Il semble marcher sur le plafond de la brume, sur les crêtes des averses,
sur le dos des nuages. Jamais il ne semble s’attarder, juste le temps de
dérober tendrement des fragments d’éternité. Il y a du pèlerin en lui.
Jamais il ne s’attarde sur le futile, il ne s’attarde qu’en nous. À tous ceux
à qui il a donné la clef des champs, merci Bernard.
Mais s’il y a un style Plossu, il ne copie pas facilement, car lui donne à
voir , il s’engage, et ne reproduit pas. Le don de poésie est chose rare, il
le possède.
Photographe célèbre, cinéaste, écrivain, il a été dit beaucoup sur lui.
Certains le cataloguant uniquement que comme un photographe des
voyages, ce dont il se défend bien qu’ayant beaucoup parcouru notre
vaste terre aussi bien dans ses accalmies que dans ses bourrasques.

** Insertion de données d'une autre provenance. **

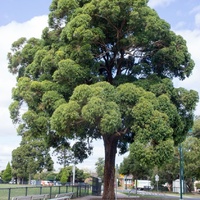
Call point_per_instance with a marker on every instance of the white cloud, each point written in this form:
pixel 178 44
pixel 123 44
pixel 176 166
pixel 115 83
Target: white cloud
pixel 195 9
pixel 197 20
pixel 10 33
pixel 157 3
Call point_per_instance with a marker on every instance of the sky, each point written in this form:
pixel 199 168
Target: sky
pixel 25 18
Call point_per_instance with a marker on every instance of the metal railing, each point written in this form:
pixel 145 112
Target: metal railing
pixel 79 190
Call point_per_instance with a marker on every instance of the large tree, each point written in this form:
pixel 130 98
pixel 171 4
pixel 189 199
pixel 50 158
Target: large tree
pixel 124 43
pixel 7 173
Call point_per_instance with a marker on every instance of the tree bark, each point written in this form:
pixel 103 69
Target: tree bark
pixel 110 145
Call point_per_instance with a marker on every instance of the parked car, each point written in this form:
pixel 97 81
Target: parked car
pixel 46 183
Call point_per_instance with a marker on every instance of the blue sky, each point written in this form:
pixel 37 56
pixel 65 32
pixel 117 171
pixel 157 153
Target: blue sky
pixel 26 18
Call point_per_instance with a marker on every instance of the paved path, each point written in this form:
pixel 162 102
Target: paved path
pixel 119 195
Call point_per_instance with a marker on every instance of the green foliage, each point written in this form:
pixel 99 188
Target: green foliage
pixel 62 79
pixel 30 157
pixel 64 176
pixel 7 173
pixel 100 168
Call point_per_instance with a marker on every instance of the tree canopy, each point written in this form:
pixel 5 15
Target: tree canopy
pixel 103 69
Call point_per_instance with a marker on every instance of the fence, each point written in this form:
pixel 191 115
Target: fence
pixel 79 191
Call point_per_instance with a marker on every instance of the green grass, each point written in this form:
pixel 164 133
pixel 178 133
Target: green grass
pixel 22 190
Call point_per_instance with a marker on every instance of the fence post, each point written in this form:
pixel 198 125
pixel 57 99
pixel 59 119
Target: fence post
pixel 9 191
pixel 26 189
pixel 50 191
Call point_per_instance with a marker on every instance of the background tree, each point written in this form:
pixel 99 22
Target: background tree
pixel 191 155
pixel 196 127
pixel 115 41
pixel 30 157
pixel 7 173
pixel 99 166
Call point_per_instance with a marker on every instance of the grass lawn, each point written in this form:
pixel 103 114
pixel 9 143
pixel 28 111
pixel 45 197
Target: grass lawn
pixel 12 190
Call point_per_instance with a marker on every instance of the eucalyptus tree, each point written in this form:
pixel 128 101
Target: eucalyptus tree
pixel 103 70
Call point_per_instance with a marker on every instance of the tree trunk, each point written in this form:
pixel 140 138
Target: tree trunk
pixel 110 145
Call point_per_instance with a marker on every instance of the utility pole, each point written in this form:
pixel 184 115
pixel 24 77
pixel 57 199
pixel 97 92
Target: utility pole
pixel 181 171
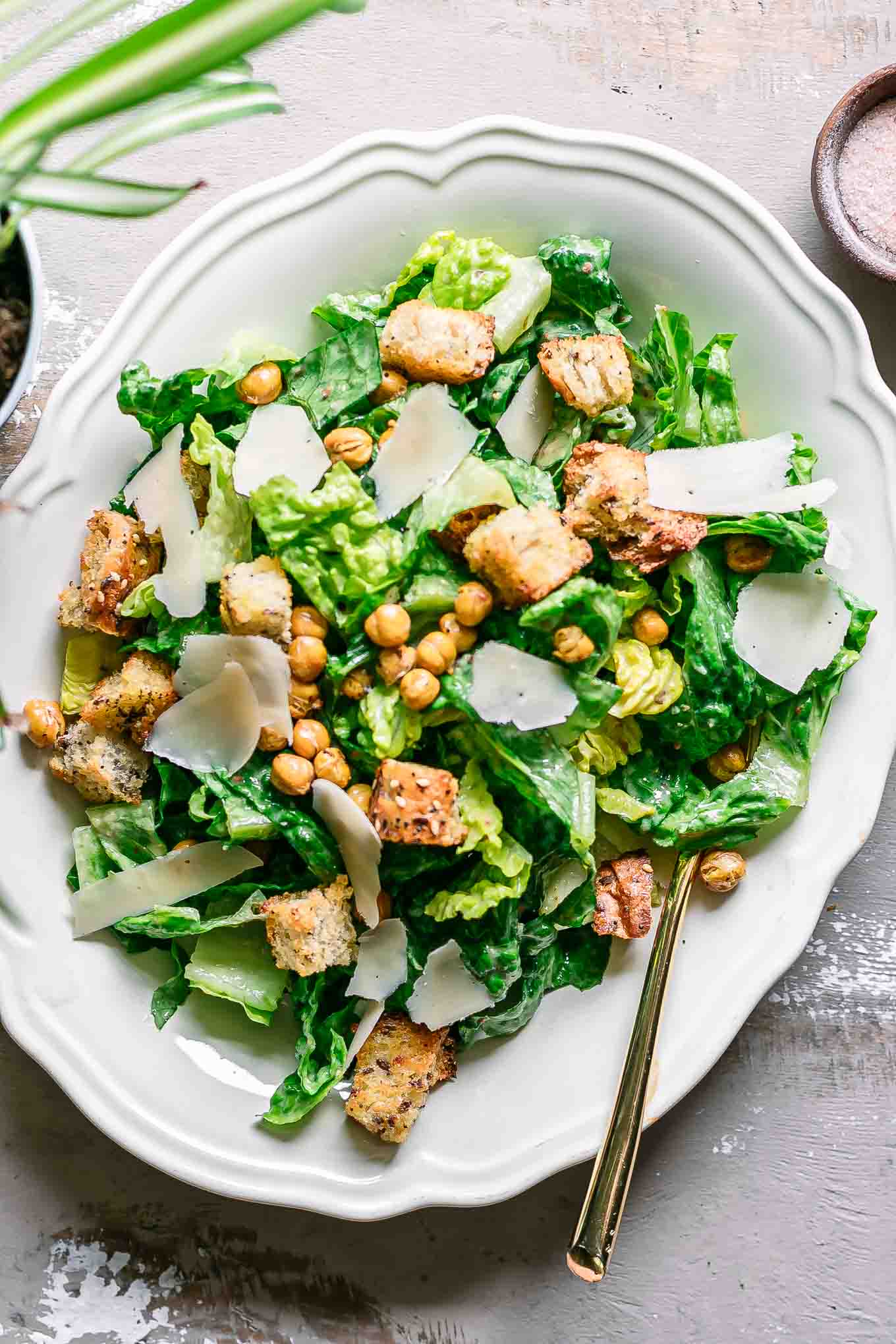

Ses nombreuses rencontres avec les poètes et les plasticiens, « les
écrivains de rencontre » (Michel Butor, Renaud Camus, Alain Coulange,
Robert Creeley, Jean Daive, Anne-Marie Garat, , Allen Ginsberg,
Emmanuel Hocquard, Gil Jouanard, Jean-Claude Izzo, Pierre
Klossowski, Bernard Noël, Georges Perec, ...), montrent un autre aspect
plus profond de Bernard Plossu qui sait « d’où vient la lumière ». Donc
des êtres et des mots autant que des paysages. Ces rencontres, parfois
dû au hasard, ne sont pas occasion de faire des portraits, mais au
travers des visages ainsi offerts d’aller un peu plus loin dans leurs
œuvres. Il traduit une œuvre et refuse de simplement rendre une
représentation de galeries de portraits. Son appareil photo n’est pas un
piano préparé, mais un simple appareil ordinaire qui jamais ne triche.
Lui non plus archétype de l’authenticité, de l’indépendance, de l’intégrité.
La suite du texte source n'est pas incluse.